Skip to content

Understanding The Sample Tables: An Example

essential61 edited this page Dec 29, 2019 · 21 revisions

This discussion applies to the case where the mp4 file is self-contained, and has an 'mdat' box containing the media data and a 'moov' box containing the metadata that references the media data.

./images/iso_file.png

(diagram from ISO/IEC 14496-12 – MPEG-4 Part 12)

Annex A. of ISO/IEC 14496-12 – MPEG-4 Part 12 contains a description of how the media data is laid out within the file as an interleaved set of samples and how the sample table box container (stbl) contains a set of tables that are used to identify the position of individual samples within the file.

The text of the standard document is perfectly well written, but it greatly helps to understand the relationship between the different tables (stco, stsz, stsc etc.) through a worked example.
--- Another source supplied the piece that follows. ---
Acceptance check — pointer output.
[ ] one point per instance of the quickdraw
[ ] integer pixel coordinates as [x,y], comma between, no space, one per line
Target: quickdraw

Hence why I've written this page.

First of all some definitions from the standard:

  • chunk: contiguous set of samples for one track
  • sample: all the data associated with a single timestamp

It is quite possible (and reasonably common) that a chunk only contains one sample, but it seems to be usual for a chunk to contain n-samples where n is a single or double-digit number.

The data for the example comes from a real file that has two tracks (track 1 is a audio track, track 2 is video track) and an mdat section located at 121915 bytes from the start of the file.

Each track has an stbl container and hence it's own set of sample tables.

stco: chunk offset box

Gives a byte offset for each chunk from the start of the file.

for track 1 the start of the table looks like this:

Has header:
{"size": 1312, "type": "stco"}

Has values:
{
    "version": 0,
    "flags": "0x000000",
    "entry_count": 324,
    "entry_list": [
        { "chunk_offset": 121923 } ,
        { "chunk_offset": 897412 } ,
        { "chunk_offset": 1170432 } ,
        { "chunk_offset": 1426814 } ,

and for track 2 the start of the table looks like this:

Has header:
{"size": 1224, "type": "stco"}

Has values:
{
    "version": 0,
    "flags": "0x000000",
    "entry_count": 302,
    "entry_list": [
        { "chunk_offset": 130635 },
        { "chunk_offset": 904603 },
        { "chunk_offset": 1177851 },
        { "chunk_offset": 1434346 },

So the first chunk of track 1 (byte offset 121923) starts immediately after the 8 bytes of the mdat header (this is not always the case, sometimes there appears to be some kind of pre-amble at the start of the mdat before the referenced chunks) and is followed by the first chunk of track 2 which in turn is followed by the second chunk of track 1 and so on.

stsc: sample to chunk box

This table is used to work out how many samples a a given chunk contains.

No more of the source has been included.